Mário afirma que as notícias falsas sobre o conteúdo da peça partiram de um grupo de WhatsApp chamado “Pais Atentos Ivoti”, onde se alertou que o espetáculo poderia conter supostas “doutrinações de gênero”, sem especificar como.
— No grupo, eles levantam uma bandeira de proteção à família, que estamos indo lá para tocar nos bebês. Que é um espetáculo “doutrinador”. Que estamos doutrinando bebês de 0 a três anos, olha o nível de loucura! — exaspera-se o diretor. — Sermos queimados por uma prefeitura, atirados como abusadores, enquanto estamos fazendo um trabalho pioneiro no RS, é uma violência.

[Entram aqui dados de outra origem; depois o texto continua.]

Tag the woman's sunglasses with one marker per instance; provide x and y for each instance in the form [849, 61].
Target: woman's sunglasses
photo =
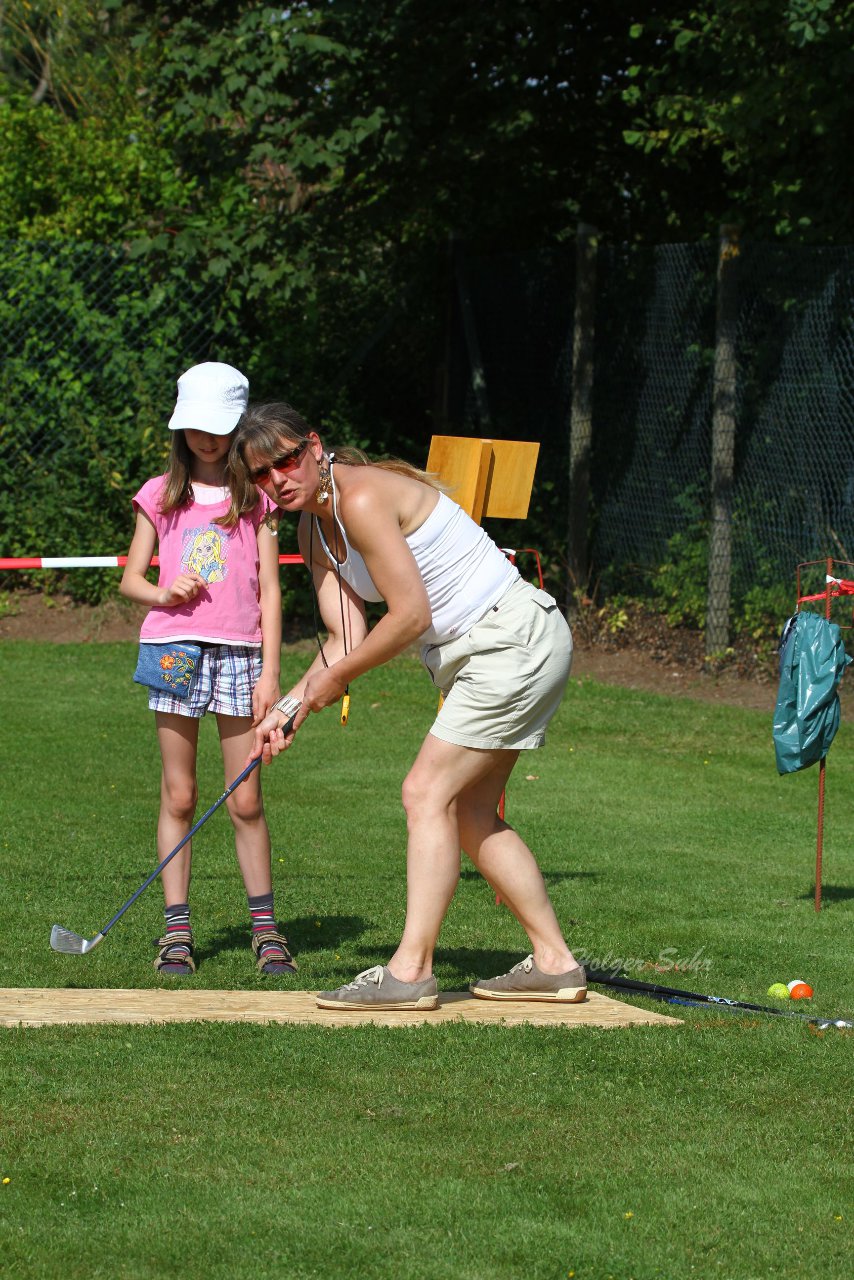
[287, 462]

A reportagem de Zero Hora obteve acesso aos supostos prints e áudios do grupo. Um suposto coordenador de campanha alega que pediria a exoneração da secretária de Cultura e Turismo, Raiama Trenkel, que seria responsabilizada pela contratação do espetáculo. Entre as reclamações, há um descontentamento com o pedagogo Paulo Fochi, responsável pela pesquisa e concepção pedagógica da peça.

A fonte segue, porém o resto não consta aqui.